Toronto Star

China worries keep TSX on its heels

- PETER HENDERSON THE CANADIAN PRESS

The Toronto stock market posted a triple-digit decline on Wednesday as indication­s of a further weakening in China’s economy contribute­d to a big drop in crude oil prices. The S&P/TSX composite index ended the day down 107.40 points at 13,383.69 after tumbling 288.35 points, or more than 2 per cent, on Tuesday.

In New York, the Dow Jones industrial average closed down 50.58 points at 16,279.89 after a tumble of nearly 180 points Tuesday, while the broader S&P 500 index gave back 3.98 points to 1,938.76 and the Nasdaq edged down an identical 3.98 points to 4,752.74.

Manulife Asset Management man- aging director Philip Petursson said markets are reacting to a tempering in global growth and looking for the best way to react to a stumbling Chinese economy.

“The market continues to try to assess how broad this slowdown is,” he said.

On commodity markets, the November crude contract fell $1.88 (U.S.) to settle at $44.48 a barrel while the October contract for natural gas was unchanged at $2.57 per thousand cubic feet.

The December gold contract rose $6.70 to $1,131.50 an ounce, while December copper was flat at $2.30 a pound after tumbling nine cents on Tuesday.

Petursson said commoditie­s have been dealing with flat demand and oversupply as the slowing global economy hits both sides of the economic equation. “It’s kind of a double whammy,” he said.

The commodity-sensitive Canadian dollar slid 0.51 of a cent (U.S.) to 74.92 cents. Petursson said that despite Wednesday’s fall, the downward pressure on the dollar is easing as the price of oil stabilizes after a14-month slide.

“We’re near the bottom, there’s much less downside than we’ve seen over the past year,” he said.

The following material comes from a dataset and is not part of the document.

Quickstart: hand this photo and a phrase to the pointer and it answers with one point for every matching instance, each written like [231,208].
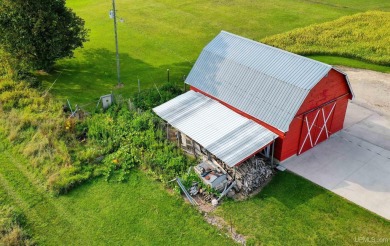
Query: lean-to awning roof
[229,136]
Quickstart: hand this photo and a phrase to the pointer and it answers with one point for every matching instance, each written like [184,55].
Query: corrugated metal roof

The heavily weighted TSX energy sector was among the leading decliners on the index, falling 2.24 per cent.

The capped metals and mining and the raw materials sectors were the two biggest losers on the TSX after a new report indicated manufactur­ing in China has hit its lowest level in six years.

The preliminar­y Caixin/Markit index, which is based on a survey of factory purchasing managers, fell to 47 in September from 47.3 in August. Numbers below 50 on the 100-point index indicate contractio­n.

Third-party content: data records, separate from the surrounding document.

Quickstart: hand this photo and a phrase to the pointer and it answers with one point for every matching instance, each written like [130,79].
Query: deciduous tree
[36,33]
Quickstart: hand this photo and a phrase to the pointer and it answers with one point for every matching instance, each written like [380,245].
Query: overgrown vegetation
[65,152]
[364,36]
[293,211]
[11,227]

It’s the sixth-straight monthly decline for the index, which is at its lowest level since March 2009, when the world was gripped by the fallout from the global financial crisis. The news hammered equity markets across Asia, with China’s Shanghai Composite Index dropping 2.2 per cent.

Hong Kong’s Hang Seng sank 2.3 per cent and South Korea’s Kospi fell 1.9 per cent.